Did an old electric bill from your first apartment go unpaid and is now coming back to haunt you? Debt collectors involved can be aggressive and intimidating, so it's important to know about your rights when it comes to dealing with collection agencies and long-lost debt, says credit expert Gerri Detweiler. Gerri shares with Jean tips for dealing with debt collectors:
- Check to see how old the debt is. If it's more than seven and a half years old, whether it is paid or unpaid, it is no longer on your credit history, Gerri says. "If they say, 'We can put it on your credit report forever,' they can't," she says. "And, they're breaking the law by saying that."
- Ask the debt collector to verify the debt in writing. Gerri says when you do this, the debt collector has to go back to the original source of the debt to verify it. This process could take several weeks and gives you time to find out what your rights are, she says.

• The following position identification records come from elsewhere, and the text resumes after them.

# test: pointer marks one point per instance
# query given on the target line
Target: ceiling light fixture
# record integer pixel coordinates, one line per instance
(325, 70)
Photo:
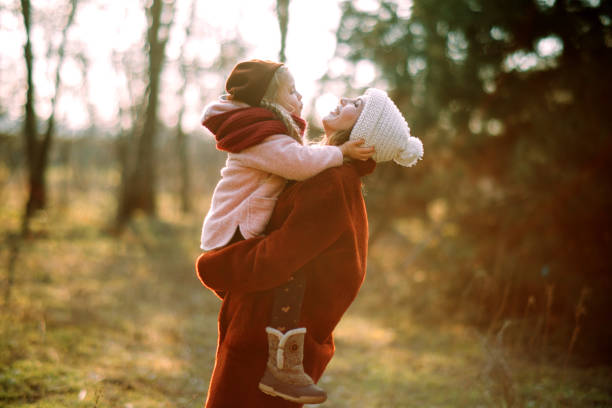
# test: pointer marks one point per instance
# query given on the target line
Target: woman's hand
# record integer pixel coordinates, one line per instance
(353, 150)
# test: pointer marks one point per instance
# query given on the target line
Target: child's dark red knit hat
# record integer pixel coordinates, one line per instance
(249, 80)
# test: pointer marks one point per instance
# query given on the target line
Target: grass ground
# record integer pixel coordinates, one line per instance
(101, 321)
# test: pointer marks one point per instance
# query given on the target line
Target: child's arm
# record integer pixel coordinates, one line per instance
(319, 214)
(283, 156)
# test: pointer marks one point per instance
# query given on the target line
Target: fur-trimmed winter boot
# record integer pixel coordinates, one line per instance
(284, 376)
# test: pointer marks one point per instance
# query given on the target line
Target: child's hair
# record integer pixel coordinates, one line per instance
(269, 101)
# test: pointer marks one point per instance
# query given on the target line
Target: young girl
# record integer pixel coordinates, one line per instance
(318, 234)
(258, 124)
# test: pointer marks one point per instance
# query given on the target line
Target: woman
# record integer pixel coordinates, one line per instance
(318, 230)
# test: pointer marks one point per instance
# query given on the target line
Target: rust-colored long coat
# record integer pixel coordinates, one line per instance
(319, 226)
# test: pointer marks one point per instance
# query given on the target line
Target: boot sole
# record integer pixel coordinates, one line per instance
(266, 389)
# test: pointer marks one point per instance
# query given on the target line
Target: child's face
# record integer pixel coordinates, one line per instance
(288, 97)
(344, 116)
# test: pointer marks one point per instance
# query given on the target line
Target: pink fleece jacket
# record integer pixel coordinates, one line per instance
(252, 180)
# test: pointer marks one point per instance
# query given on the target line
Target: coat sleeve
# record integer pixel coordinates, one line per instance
(318, 218)
(283, 156)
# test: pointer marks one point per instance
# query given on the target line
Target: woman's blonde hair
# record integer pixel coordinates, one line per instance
(270, 101)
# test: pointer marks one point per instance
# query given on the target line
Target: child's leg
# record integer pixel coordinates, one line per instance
(287, 305)
(284, 376)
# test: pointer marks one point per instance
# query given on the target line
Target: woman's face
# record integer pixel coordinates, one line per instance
(344, 116)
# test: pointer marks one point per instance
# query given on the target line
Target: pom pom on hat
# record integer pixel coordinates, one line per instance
(382, 125)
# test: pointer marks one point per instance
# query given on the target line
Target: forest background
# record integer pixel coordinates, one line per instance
(489, 269)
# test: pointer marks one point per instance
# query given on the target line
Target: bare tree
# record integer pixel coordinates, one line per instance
(187, 71)
(37, 151)
(138, 191)
(282, 12)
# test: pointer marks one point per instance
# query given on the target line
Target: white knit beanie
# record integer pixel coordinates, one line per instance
(382, 125)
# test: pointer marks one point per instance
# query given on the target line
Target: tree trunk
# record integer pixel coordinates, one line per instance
(140, 188)
(38, 151)
(186, 68)
(36, 187)
(282, 12)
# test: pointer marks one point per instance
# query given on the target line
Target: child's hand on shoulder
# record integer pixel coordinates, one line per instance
(353, 150)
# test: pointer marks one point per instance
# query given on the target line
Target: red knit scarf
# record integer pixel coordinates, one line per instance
(245, 127)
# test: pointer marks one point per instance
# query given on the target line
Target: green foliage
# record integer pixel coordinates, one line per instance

- Debt collectors cannot harass you. They can only call you from 8 a.m. to 9 p.m., Gerri says. If you tell them you cannot take calls at work, they're not allowed to call you there. Also, Gerri says they're not supposed to tell anyone, other than your spouse, about your debt.

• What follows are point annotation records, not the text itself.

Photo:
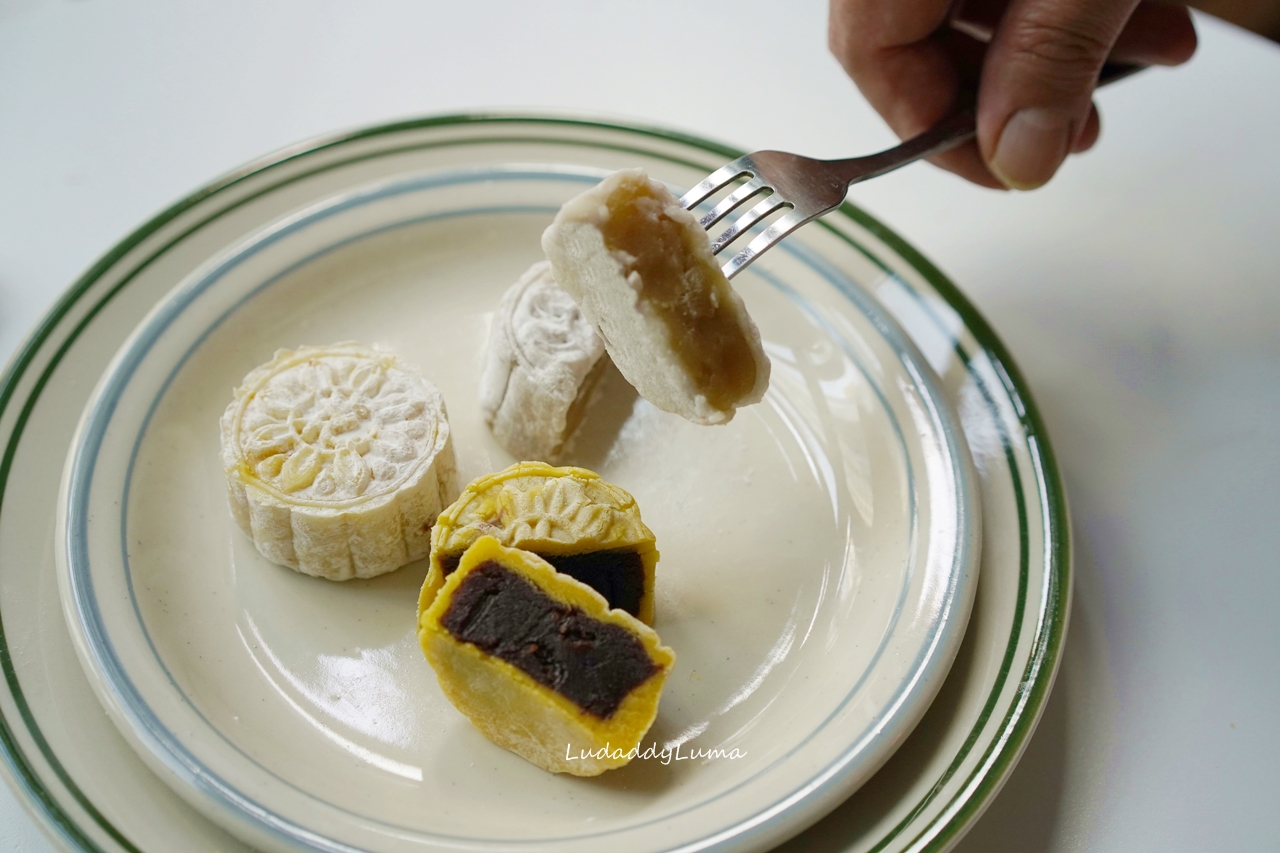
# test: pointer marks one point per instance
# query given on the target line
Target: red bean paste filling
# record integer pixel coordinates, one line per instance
(617, 574)
(588, 661)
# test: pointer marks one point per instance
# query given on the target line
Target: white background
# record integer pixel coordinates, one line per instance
(1139, 292)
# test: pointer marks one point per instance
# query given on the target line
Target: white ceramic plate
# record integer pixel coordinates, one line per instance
(95, 797)
(818, 553)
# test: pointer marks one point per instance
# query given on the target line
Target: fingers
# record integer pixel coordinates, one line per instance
(1037, 76)
(909, 67)
(1034, 100)
(1156, 33)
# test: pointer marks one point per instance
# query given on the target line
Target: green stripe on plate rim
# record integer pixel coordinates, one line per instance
(1046, 648)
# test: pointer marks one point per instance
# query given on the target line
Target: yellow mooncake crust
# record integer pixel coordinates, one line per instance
(520, 714)
(551, 511)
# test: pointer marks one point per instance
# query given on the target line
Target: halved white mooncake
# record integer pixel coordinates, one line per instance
(540, 664)
(338, 460)
(641, 269)
(542, 365)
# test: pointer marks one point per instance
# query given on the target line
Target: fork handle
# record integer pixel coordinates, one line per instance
(950, 132)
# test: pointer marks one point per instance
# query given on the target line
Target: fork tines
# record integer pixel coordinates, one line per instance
(753, 187)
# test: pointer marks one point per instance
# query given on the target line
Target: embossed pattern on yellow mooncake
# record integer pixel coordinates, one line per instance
(584, 527)
(540, 664)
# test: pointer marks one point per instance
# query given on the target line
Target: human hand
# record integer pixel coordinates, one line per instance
(1034, 80)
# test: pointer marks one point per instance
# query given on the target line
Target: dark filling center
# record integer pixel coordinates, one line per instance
(590, 662)
(617, 574)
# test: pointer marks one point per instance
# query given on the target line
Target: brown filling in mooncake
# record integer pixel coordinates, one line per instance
(593, 664)
(617, 574)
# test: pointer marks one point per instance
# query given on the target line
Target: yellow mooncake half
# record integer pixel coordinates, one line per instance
(571, 518)
(540, 664)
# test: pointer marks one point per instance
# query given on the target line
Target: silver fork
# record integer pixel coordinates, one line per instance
(812, 187)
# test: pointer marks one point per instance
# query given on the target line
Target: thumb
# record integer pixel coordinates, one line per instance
(1037, 82)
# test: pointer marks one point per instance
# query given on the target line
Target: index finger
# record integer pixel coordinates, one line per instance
(904, 60)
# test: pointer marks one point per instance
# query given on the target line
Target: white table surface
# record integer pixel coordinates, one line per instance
(1139, 292)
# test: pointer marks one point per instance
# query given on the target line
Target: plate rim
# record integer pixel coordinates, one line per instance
(117, 680)
(1046, 646)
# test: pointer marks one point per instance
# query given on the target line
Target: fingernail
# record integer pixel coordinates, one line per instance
(1032, 146)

- In most cases, debt collectors cannot take legal action, such as sending you to jail, unless they go to court first, Gerri says.
- Never pay a collector a token amount to get them off your back. "If you do that, you can start that clock ticking again and it can basically force you into paying a debt that you might have been able to negotiate or not have to pay," she says.
- Negotiate a pay-off. If your debt is recent, start negotiating a pay-off at 50 percent of the original amount, Gerri says. If your debt is five to 10 years old, offer 20 percent, she says.
- Do not let collection agencies take money directly out of your bank account. By giving them access to it, Gerri says they could possibly take direct payments out of your account without your permission.